Mechanized cutting is an essential process that makes manufacturing possible in our industrial world. Now, as with any other process, there are plenty of ways to perform it. In this article we are going to discuss mechanized cutting, highlighting some of the most used equipment used to achieve the perfect cut. Let’s start with the basic concept.
What is mechanized cutting?
When it comes to metalworking, mechanized cutting refers to the processes that incorporate machinery or equipment to mechanize and enhance the efficiency of cutting operations. The idea is to cut metals in a precise and repeatable manner. It is a widely used process in many industries, including manufacturing, construction, and mining.

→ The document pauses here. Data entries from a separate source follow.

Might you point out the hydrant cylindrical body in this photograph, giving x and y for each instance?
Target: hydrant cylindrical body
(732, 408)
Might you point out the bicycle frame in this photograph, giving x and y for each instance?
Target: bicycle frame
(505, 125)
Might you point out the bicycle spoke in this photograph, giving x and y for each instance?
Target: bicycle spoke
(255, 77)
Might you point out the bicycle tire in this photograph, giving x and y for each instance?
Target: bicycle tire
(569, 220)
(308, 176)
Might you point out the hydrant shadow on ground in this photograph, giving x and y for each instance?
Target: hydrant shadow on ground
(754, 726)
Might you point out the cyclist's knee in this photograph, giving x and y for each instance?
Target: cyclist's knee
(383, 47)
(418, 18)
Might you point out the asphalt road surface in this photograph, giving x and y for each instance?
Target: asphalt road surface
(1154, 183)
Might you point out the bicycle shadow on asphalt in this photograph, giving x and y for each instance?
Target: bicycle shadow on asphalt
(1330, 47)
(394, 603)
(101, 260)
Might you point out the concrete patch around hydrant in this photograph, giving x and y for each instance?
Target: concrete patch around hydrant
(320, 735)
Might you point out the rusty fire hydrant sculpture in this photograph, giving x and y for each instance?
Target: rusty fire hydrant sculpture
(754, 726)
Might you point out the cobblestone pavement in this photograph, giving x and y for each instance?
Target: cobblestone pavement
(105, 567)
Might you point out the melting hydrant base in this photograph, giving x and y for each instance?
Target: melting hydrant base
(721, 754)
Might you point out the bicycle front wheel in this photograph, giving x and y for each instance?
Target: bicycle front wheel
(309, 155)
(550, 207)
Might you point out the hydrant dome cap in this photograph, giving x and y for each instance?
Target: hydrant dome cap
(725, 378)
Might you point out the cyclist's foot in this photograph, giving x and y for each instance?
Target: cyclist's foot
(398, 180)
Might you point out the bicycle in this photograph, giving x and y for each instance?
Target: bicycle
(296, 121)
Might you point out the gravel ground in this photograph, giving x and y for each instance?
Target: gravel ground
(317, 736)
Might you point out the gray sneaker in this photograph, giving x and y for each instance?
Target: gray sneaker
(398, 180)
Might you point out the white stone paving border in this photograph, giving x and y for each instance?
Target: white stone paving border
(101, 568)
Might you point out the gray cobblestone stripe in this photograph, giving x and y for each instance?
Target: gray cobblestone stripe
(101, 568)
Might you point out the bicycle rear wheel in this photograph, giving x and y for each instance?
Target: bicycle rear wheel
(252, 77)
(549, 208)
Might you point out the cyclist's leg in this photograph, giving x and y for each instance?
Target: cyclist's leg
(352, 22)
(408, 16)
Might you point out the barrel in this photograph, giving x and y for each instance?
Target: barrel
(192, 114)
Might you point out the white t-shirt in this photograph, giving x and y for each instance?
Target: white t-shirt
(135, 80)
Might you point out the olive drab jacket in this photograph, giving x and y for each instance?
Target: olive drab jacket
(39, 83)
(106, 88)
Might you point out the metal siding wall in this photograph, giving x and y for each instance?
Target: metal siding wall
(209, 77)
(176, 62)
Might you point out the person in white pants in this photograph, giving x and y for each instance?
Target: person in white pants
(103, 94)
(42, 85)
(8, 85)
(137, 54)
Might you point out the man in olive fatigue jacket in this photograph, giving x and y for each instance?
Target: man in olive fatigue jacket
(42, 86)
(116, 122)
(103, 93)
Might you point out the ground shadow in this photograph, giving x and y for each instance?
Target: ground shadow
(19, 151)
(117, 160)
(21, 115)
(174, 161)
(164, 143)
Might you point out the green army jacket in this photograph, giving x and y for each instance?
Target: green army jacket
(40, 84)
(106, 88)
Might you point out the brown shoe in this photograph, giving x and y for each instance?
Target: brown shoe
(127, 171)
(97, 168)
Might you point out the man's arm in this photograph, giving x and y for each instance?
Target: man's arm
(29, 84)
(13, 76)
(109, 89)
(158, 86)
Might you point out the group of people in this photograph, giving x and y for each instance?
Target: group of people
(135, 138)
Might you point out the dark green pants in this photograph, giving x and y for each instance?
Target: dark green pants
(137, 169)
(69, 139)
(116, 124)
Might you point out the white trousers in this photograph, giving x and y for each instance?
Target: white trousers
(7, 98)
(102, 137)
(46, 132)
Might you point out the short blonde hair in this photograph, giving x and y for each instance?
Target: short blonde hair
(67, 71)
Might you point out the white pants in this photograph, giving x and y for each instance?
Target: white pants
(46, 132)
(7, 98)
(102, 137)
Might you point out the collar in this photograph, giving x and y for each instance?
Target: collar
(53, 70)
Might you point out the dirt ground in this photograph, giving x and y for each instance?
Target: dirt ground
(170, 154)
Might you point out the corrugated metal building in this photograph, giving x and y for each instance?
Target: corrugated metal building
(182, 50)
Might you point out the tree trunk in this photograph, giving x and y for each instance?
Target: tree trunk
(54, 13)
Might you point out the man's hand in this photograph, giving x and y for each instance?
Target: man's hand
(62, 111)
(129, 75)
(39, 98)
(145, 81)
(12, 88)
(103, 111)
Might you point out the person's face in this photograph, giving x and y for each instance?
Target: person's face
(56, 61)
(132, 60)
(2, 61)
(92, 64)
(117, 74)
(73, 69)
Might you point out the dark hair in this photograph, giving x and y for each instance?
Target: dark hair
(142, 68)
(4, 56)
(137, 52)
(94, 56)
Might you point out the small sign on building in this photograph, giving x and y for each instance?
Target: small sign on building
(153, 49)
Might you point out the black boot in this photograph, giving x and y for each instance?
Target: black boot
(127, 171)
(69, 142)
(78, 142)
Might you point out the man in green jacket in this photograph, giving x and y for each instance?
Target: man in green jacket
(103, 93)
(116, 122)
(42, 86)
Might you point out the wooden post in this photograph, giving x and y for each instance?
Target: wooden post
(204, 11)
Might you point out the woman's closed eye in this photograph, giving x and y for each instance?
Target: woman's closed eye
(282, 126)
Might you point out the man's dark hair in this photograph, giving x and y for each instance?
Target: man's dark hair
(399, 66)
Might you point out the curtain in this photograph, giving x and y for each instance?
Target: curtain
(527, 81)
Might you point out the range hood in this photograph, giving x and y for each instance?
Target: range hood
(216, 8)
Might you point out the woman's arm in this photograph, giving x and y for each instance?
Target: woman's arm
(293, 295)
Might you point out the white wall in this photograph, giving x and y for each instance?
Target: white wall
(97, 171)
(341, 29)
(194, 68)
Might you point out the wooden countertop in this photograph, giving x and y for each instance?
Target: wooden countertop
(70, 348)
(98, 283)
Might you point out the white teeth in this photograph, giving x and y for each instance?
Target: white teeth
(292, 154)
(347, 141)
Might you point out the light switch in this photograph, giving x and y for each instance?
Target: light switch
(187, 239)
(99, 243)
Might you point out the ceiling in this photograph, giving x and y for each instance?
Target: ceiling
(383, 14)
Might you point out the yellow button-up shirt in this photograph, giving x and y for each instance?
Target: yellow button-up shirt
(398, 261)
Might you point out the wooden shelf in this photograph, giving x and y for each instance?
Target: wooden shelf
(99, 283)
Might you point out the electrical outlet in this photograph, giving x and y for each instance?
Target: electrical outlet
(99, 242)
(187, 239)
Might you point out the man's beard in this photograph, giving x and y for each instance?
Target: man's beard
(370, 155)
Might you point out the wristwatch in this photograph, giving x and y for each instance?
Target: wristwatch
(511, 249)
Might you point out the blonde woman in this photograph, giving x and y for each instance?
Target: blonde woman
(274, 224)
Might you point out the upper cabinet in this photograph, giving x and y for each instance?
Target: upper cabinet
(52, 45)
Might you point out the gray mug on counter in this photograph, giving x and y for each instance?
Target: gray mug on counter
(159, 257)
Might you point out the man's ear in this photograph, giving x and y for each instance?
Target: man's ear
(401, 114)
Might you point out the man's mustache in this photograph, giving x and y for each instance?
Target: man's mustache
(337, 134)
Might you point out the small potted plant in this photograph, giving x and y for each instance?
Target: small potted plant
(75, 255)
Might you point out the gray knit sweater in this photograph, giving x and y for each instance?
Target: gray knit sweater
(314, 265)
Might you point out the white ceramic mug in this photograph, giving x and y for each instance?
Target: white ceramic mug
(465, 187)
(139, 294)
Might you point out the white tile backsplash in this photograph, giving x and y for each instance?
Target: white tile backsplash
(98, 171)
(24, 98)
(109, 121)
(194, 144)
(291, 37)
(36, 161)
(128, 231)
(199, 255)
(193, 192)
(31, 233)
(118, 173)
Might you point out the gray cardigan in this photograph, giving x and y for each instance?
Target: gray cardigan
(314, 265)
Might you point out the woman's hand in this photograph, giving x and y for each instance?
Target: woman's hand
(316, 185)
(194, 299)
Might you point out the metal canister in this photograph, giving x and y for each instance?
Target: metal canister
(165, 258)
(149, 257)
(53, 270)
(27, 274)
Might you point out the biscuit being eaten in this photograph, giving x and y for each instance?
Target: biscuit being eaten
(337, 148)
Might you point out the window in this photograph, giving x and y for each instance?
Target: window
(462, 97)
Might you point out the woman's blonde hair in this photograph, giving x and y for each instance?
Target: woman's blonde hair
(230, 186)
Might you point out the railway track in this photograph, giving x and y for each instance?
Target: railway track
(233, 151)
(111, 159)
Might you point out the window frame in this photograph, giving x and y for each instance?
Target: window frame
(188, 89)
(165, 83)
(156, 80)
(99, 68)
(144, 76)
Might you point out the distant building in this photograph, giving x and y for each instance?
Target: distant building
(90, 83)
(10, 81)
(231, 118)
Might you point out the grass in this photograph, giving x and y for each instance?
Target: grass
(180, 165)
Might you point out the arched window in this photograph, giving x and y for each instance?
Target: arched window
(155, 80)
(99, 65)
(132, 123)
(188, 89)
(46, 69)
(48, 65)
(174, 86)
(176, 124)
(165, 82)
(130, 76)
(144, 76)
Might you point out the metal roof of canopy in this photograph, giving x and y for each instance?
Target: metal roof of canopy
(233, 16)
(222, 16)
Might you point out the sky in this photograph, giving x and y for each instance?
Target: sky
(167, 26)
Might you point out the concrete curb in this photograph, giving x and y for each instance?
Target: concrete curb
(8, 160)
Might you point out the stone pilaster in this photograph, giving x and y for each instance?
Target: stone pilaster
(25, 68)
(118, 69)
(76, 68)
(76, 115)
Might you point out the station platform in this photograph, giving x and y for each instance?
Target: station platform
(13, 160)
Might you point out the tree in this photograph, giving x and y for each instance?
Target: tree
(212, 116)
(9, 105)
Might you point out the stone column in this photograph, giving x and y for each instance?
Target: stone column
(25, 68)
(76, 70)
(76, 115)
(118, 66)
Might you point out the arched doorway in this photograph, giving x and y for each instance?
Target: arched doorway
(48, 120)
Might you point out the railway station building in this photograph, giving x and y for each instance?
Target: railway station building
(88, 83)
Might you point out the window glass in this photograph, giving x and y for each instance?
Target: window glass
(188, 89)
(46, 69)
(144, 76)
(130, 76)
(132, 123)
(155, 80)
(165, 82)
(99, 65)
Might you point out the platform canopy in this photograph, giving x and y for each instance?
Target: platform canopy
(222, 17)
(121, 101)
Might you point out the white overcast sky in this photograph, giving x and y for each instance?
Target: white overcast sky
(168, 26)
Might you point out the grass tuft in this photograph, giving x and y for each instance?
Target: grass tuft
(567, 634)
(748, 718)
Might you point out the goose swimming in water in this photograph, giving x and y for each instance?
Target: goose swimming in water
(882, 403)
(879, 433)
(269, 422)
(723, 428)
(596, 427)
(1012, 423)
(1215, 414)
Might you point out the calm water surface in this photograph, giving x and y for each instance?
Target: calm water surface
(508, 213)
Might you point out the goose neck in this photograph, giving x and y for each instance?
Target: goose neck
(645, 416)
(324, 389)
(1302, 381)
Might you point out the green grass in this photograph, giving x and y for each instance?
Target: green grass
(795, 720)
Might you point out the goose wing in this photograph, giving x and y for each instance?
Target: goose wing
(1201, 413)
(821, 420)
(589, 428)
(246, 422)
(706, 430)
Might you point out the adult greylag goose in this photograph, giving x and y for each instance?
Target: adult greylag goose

Mechanized cutting processes
There are a variety of mechanized cutting processes available, including:
Plasma cutting: This uses a plasma arc to cut metal and other materials. Plasma arcs are very hot and can cut through a variety of materials, including steel, stainless steel, aluminum, and titanium.
Laser cutting: This uses a laser beam to cut metal and other materials. Laser beams are very precise and can cut through a variety of materials, including steel, stainless steel, aluminum, and plastics.
Waterjet cutting: This uses a high-pressure jet of water to cut metal and other materials. Waterjet cutting can cut through a variety of materials, including steel, stainless steel, aluminum, and stone.
Oxyfuel cutting: This uses a flame to cut metal and other materials. Oxyfuel cutting is typically used to cut steel and other ferrous metals.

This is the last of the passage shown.